森絵都「ラン」

バスの事故で両親、弟を失い13歳の少女の環だけ生き残り一人ぽっちになってしまう。叔母に引き取られて育てられるが、その叔母も大学在学中に癌を患って亡くなってしまう。本当の一人ぼっちになってしまった環は大学も中途で辞めざるを得なくなり、パートタイムで働きならその日暮らしの生活となってしまう。しかし、心は一人ぼっちになるのではなくいつの間にか死んでしまった家族たちの世界、冥界に近づくような気持ちのなっていく。あの世には2つのステージがあるのだという。亡くなってまだこの世からそれほど遠くない冥界にいる間の人たちとは生きている自分と接触、話すこともできるのだ。冥界に行ってしまった両親、弟、叔母もあちらの世界で結構楽しそうに暮らしてる様子が伺える。
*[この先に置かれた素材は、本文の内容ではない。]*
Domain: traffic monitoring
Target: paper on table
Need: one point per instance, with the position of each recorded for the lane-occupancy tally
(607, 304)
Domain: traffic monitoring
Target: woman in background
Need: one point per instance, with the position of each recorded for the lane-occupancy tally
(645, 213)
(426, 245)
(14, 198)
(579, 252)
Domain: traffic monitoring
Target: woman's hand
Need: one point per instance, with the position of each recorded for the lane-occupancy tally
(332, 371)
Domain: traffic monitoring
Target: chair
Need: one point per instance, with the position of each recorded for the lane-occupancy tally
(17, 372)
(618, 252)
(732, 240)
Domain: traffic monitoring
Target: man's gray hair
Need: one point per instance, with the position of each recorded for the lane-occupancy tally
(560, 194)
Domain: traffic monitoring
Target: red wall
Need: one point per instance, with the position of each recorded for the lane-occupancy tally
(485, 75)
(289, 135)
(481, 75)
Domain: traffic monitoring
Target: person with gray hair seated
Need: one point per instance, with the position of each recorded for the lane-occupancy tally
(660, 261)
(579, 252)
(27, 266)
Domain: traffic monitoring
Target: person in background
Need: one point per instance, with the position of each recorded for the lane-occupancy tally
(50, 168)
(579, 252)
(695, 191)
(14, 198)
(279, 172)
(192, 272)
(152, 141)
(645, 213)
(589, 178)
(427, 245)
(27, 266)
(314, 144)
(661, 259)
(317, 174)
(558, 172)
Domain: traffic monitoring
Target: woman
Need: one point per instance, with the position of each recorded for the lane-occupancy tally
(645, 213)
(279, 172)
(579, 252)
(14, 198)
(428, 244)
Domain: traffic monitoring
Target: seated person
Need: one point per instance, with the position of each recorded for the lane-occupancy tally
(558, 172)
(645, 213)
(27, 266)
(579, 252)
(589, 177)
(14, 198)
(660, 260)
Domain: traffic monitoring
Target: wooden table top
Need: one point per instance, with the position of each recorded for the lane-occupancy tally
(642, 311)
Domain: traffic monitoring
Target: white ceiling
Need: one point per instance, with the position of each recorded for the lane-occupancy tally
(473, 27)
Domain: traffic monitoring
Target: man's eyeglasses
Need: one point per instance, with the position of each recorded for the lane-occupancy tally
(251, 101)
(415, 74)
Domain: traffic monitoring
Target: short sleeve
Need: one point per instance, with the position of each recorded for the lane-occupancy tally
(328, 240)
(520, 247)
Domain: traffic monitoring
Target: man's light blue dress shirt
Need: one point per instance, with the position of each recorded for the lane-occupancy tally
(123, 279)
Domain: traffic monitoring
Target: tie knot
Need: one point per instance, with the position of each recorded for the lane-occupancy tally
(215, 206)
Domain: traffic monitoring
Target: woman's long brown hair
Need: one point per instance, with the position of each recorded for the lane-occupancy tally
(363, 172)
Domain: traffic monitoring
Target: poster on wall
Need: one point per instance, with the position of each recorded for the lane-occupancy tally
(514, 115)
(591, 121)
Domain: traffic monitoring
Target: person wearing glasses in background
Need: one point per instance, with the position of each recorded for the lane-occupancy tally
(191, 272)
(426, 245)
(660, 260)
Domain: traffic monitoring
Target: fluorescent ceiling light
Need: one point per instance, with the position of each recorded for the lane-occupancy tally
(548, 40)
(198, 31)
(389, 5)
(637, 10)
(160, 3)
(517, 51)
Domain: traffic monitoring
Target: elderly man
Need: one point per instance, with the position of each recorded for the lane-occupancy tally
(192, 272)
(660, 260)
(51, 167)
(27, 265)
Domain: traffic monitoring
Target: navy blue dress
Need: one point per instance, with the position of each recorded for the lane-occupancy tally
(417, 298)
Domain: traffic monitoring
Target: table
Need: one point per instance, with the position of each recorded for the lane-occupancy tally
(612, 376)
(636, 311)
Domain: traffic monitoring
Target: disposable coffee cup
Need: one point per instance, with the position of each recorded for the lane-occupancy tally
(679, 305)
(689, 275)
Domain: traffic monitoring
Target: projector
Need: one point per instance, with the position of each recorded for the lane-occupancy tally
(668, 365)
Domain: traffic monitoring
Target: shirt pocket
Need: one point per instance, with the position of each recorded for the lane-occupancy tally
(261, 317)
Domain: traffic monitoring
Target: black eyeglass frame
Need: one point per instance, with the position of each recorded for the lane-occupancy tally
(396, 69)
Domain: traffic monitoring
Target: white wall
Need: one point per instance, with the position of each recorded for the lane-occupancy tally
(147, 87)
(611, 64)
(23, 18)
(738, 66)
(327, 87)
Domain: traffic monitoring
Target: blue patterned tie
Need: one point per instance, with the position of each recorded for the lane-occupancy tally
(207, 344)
そんな空想めいた世界の話と現実の生活の中を行ったり来たりしながら生きている。ある時マラソンをやらないかと誘われ8人の仲間と目標に向かって走るようになる。その目的というのがマラソンの42.195kmではなく冥界に行けるための40kmを走り抜くためであったが、仲間と一緒に走るうち生きていることは辛いことばかりではないと思えるようになっていく。足を引っ張る仲間もいるけど手を引っ張ってくれる仲間の方が多いことを感じながら次第に環は強くなっていく。
 なんだか現実ばたれした世界の話だけれど読み終わった後清々しい気持ちになれた一冊であった。